Dequantization: Are We Still Computing in Float?
Often, yes.
Many practical systems do not perform every operation directly in ultra-low-bit arithmetic. Instead they:
- store values in compressed low-bit form
- partially reconstruct them during use
- compute critical operations in higher precision
So quantization can reduce storage and bandwidth even if some computation still happens in FP16 or BF16.
This matters because compression benefits can come not only from faster arithmetic, but also from moving less data.
For long-context inference, memory movement is often just as important as raw compute.
Why 4-Bit Feels Reasonable but 2-Bit Feels Dangerous
As bit width gets lower, two things happen at once:
- the number of representable levels drops quickly
- the error becomes harder to control
Going from 16-bit to 8-bit often feels manageable.
Going from 8-bit to 4-bit is much more aggressive, but still practical in many settings.
Going from 4-bit to 2-bit is a big jump.
Going to 1-bit is extreme.
At those very low bit widths, naive schemes can distort the data so much that standard reconstruction-based reasoning starts to break down. That is why more specialized ideas are needed.
TurboQuant lives in this extreme-compression regime.
A Useful Mental Model: Quantization Is Controlled Damage
A good way to think about quantization is this:
Quantization is deliberate, structured damage to a tensor.
You accept some loss because perfect storage is too expensive.
The engineering challenge is not avoiding damage completely. That is impossible.
The challenge is:
Can we damage the tensor in a way that does not break the downstream computation we care about?
For basic compression, that may mean preserving raw values reasonably well.
For attention-heavy systems, it may mean preserving inner products.
For retrieval systems, it may mean preserving ranking and distance relationships.
This is exactly the bridge to TurboQuant.
The Conceptual Link to TurboQuant
By now, we have enough to state the key transition clearly.
Standard quantization thinking often sounds like this:
Make the reconstructed vector close to the original vector.
TurboQuant-style thinking asks a more task-aware question:
Make the compressed representation preserve the important inner products and structure used by attention and retrieval.

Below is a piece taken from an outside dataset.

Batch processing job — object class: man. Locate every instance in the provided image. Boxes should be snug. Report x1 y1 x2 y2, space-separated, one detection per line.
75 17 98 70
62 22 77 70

That is why understanding quantization alone is not enough. You also need the inner-product perspective from the previous article.
Together, these two ideas set up the main problem TurboQuant is trying to solve:
How can we compress vectors extremely aggressively while preserving the interactions that matter most?
Quick Recap
Here is the shortest summary of quantization in the LLM setting:
- quantization maps many real values into fewer low-bit levels
- this reduces memory and bandwidth
- it introduces approximation error
- scales and zero-points help map real values into integer grids
- per-group metadata can add hidden overhead
- weights, activations, and KV cache can all be quantized
- KV cache quantization is especially sensitive because it directly affects attention
- low MSE is useful, but not always enough
- in LLMs, preserving inner-product structure can matter more than preserving exact values
What to Read Next Before TurboQuant
Once this article feels clear, the next concepts to study are:
- What the KV cache stores in a Transformer
- Why long-context inference makes KV cache memory expensive
- Why naive low-bit quantization can distort attention scores
- How TurboQuant combines compression with inner-product preservation
That sequence will make the research paper much easier to read.
Final Takeaway
If the previous article gave you the question:
Why does inner product matter in LLMs?
this article gives you the next one:
If we must compress vectors, what kind of approximation is acceptable?
Quantization is the standard answer to that compression problem.
But once you look closely at attention, it becomes clear that not all quantization error is equally bad.
That insight is the doorway to understanding why TurboQuant is interesting.